City Council voted 4-1 to file the motion with the majority of council members noting that the ballot measurement comes in with too short of time for the city to take a vote on, especially considering the financial circumstances and other obstacles that the city faces amid the coronavirus pandemic.
“For myself, I definitely struggle and consider the charter aspect right now…how much more can we do right now with everything we’re going through,” Mayor Mikke Pierson said. “We have really big issues we’re struggling to take care of. I don’t know the change in our form of government right now makes sense.”
An elected mayor or “strong mayor” system would provide the city with an elected official with more experience and continuity in the position if they serve either two or four-year terms. In a strong mayor system, it would also allow the elected official to be provided a subsistence salary, treating the position more as a full-time profession. However, for Malibu to conduct either the election process, the city must be approved as a charter city. A charter city can establish the form of government and define its reach and role in municipal affairs, even with conflicting state laws, unless on matters of statewide concern.
Council member Jefferson Wagner, who voted for the measure, suggested the city consider an elected mayor option, but opposed a “strong” mayor system. Wagner recommended the council to establish a commission that would draft a structure to consider the ballot measure in the future and look into becoming a charter city.
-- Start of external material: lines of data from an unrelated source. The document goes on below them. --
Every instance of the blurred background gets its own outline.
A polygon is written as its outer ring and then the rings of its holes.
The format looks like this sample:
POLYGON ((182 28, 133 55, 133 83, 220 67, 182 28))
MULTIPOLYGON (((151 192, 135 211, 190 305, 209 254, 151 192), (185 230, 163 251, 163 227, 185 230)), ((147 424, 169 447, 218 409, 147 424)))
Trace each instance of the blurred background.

Pierson and council member Rick Mullen suggested that stronger public input was needed for the measure to be considered on a future ballot. Both council members recommended residents to start a petition backing the initiative.
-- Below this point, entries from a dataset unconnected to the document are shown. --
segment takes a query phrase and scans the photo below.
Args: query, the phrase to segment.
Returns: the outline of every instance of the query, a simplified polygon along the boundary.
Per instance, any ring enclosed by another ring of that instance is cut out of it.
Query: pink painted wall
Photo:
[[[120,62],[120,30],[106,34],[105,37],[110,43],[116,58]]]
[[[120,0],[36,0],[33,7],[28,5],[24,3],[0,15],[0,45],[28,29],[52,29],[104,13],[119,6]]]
“That to me would have to come from a concerted effort of the citizens of the city to do a proper petition in my mind because it’s a major deal,” Pierson said. “I would want to see this come forward on a petition, or that we had robust public meetings because it’s that kind of decision, it should have robust public meetings if people are interested, citizens should bring this forward.”
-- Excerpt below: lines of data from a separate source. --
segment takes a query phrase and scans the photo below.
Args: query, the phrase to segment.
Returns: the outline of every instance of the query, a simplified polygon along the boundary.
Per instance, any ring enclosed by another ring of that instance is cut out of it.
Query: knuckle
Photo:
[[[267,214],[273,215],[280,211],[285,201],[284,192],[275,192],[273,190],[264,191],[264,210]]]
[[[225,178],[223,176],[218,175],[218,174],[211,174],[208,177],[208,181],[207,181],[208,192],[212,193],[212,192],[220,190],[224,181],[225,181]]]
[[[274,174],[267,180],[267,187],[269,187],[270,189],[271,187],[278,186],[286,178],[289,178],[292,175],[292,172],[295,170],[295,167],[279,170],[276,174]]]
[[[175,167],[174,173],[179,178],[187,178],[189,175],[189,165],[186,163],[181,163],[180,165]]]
Council members also voiced the lack of pull the city has due to its limited population. Malibu currently has around 13,000 residents, 8,000 of which are registered voters according to council member Karen Farrer. Mullen said the city has trouble recruiting residents to run for council positions, making an elected mayor or strong-mayor system, seem inconvenient.
Of the 482 cities in California, only 125 are charter cities, while the rest are general law cities.
Malibu City Council members currently are elected at-large to serve four-year terms. The position of Mayor rotates between council members and are appointed to serve a one-year term.